Toprak Ahmet
Department of Electricity and Energy, Selcuk University, Konya, Turkey.
Sci Rep. 2024 Dec 28;14(1):30815. doi: 10.1038/s41598-024-81213-4.
microRNAs (miRNAs) are non-coding RNA molecules that influence the development and progression of many diseases. Research have documented that miRNAs have a significant role in the prevention, diagnosis, and treatment of complex human diseases. Recently, scientists have devoted extensive resources to attempting to find the connections between miRNAs and diseases. Since the experimental methods used to discover that new miRNA-disease associations are time-consuming and expensive, many computational methods have been developed. In this research, a novel computational method based on matrix decomposition was proposed to predict new associations between miRNAs and diseases. Furthermore, the nuclear norm minimization method was employed to acquire breast cancer-associated miRNAs. We then evaluated the effectiveness of our method by utilizing two different cross-validation techniques and the results were compared to seven different methods. Moreover, a case study on breast cancer further validated our technique, confirming its predictive accuracy. These experimental results demonstrate that our method is a reliable computational model for uncovering potential miRNA-disease relationships.

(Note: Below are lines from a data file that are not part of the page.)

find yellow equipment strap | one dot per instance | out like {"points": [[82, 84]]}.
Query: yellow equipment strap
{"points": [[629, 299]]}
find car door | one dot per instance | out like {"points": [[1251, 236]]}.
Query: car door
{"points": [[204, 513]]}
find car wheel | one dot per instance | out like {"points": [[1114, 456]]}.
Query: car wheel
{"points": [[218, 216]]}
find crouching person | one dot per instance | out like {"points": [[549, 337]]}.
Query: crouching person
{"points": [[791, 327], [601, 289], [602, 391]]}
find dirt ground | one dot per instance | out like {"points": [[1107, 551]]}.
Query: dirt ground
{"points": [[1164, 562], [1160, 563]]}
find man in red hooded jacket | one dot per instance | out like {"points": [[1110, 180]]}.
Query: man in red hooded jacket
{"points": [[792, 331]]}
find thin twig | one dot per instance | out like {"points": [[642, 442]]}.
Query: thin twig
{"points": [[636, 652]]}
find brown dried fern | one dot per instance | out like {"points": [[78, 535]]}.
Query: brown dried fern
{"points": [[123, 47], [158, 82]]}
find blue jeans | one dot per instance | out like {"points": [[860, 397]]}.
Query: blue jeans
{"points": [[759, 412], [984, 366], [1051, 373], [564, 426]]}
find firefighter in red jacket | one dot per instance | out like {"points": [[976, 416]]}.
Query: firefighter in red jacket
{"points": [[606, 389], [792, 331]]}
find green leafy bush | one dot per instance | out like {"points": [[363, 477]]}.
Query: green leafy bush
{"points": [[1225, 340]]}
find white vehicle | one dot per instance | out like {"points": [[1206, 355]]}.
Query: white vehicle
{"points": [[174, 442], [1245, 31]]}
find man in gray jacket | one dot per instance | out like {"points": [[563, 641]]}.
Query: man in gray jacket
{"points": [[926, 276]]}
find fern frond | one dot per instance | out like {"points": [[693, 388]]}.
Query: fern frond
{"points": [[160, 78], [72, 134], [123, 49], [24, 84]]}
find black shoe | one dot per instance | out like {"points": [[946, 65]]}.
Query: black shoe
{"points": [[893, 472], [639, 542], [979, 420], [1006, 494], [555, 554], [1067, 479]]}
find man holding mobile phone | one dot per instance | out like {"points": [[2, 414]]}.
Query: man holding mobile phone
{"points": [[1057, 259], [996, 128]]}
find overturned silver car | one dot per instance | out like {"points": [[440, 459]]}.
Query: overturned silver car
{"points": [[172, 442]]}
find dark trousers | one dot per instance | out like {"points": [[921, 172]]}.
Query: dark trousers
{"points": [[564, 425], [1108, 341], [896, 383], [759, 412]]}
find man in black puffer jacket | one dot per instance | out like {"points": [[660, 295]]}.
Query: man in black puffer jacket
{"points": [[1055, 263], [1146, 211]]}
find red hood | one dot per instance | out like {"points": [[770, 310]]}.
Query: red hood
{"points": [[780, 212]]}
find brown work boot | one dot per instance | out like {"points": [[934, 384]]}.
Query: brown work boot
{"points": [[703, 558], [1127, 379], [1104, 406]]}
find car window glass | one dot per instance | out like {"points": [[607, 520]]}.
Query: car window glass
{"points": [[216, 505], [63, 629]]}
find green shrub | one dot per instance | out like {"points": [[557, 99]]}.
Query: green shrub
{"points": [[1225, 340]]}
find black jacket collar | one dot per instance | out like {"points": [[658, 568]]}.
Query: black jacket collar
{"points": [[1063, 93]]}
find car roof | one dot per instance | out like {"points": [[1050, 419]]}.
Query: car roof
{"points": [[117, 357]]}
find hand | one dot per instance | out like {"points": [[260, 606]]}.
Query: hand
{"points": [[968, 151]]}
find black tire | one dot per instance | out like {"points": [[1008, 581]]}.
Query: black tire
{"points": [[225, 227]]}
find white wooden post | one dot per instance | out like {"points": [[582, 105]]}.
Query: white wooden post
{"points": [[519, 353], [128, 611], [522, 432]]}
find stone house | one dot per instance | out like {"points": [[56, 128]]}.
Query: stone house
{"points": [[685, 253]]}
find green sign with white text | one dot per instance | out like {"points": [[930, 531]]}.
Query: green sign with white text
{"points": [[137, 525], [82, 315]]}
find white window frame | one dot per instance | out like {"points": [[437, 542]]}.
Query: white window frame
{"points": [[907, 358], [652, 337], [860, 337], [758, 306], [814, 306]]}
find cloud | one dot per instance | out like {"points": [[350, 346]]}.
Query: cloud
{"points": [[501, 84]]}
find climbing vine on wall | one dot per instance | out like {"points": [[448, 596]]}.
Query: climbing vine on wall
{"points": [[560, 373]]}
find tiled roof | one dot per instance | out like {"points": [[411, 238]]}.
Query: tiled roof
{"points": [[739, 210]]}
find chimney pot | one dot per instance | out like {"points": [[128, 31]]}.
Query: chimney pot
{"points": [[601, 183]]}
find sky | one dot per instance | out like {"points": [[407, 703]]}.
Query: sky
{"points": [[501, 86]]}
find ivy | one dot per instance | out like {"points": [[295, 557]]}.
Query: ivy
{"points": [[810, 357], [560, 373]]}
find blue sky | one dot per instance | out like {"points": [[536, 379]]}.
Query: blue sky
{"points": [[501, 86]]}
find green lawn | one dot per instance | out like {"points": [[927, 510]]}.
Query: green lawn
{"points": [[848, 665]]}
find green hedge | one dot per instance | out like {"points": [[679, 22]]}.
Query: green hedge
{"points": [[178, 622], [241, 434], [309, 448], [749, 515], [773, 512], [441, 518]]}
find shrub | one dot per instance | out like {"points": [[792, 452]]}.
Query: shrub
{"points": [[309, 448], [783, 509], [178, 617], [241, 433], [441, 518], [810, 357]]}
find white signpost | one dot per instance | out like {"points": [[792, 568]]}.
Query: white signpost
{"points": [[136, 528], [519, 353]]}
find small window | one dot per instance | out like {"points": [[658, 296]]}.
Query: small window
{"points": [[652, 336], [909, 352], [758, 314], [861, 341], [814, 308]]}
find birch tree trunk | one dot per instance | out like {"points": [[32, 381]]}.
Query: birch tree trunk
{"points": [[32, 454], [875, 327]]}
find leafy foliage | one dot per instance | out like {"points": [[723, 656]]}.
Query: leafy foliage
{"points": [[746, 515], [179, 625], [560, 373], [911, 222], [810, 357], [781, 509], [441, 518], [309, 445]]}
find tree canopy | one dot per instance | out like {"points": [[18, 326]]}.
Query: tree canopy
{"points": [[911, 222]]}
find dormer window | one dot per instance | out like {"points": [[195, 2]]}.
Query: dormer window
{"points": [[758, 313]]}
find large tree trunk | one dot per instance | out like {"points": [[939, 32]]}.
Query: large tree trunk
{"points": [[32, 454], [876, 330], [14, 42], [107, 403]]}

微小RNA(miRNA)是非编码RNA分子,影响许多疾病的发生发展。研究表明,miRNA在复杂人类疾病的预防、诊断和治疗中发挥着重要作用。近年来,科学家投入大量资源试图寻找miRNA与疾病之间的联系。由于用于发现新的miRNA-疾病关联的实验方法耗时且昂贵,因此已开发出许多计算方法。本研究提出了一种基于矩阵分解的新型计算方法来预测miRNA与疾病之间的新关联。此外,采用核范数最小化方法获取与乳腺癌相关的miRNA。然后,我们利用两种不同的交叉验证技术评估了该方法的有效性,并将结果与七种不同方法进行了比较。此外,一项关于乳腺癌的案例研究进一步验证了我们的技术,证实了其预测准确性。这些实验结果表明,我们的方法是一种可靠的计算模型,可用于揭示潜在的miRNA-疾病关系。